We can’t uninvent LLMs. They’re here, and they’re only getting more embedded into the tools we use and the systems that govern our daily lives. The question is not whether we move forward, but how.
Some potential steps we can take to create better technology:
- Transparent training practices: We need visibility into the data sources used and more critical curation, not just bulk scraping.
- Bias auditing: Models should undergo continuous, third-party audits for gender, racial, and cultural bias, and developers should be held accountable for acting on those findings.
- User control: Let people opt out of having their data used for training and provide clearer boundaries for what’s stored, when, and for how long.
- Stronger disclaimers: Don’t let the tone of confidence fool users. AI-generated content should come with built-in caveats.
- Ethics by design – Integrate ethical questions into development cycles, not as afterthoughts or PR responses.

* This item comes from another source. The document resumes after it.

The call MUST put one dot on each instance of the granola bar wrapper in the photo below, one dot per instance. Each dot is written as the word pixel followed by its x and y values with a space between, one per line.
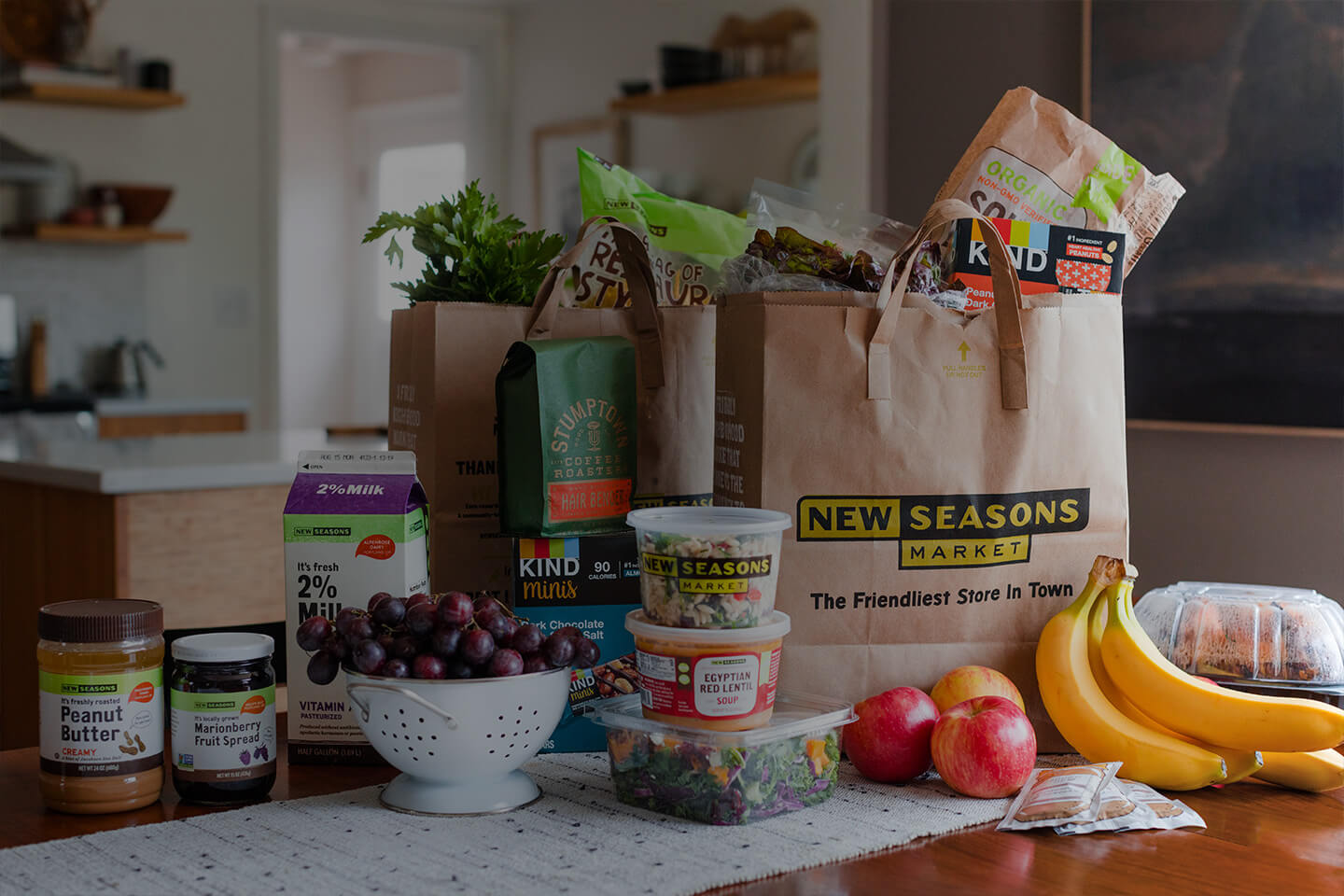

At the heart of it, LLMs are not neutral tools. They reflect the values, priorities, and oversights of the societies that built them. As we integrate these systems deeper into our lives, we owe it to ourselves, and to each other, to question what they amplify, what they erase, and who gets to shape their voice.
The responsibility doesn’t lie solely with engineers or ethicists; it belongs to all of us who choose to engage, critique, and demand better. Only through that collective scrutiny can we hope to shape a future where AI serves everyone. Fairly, transparently, and responsibly.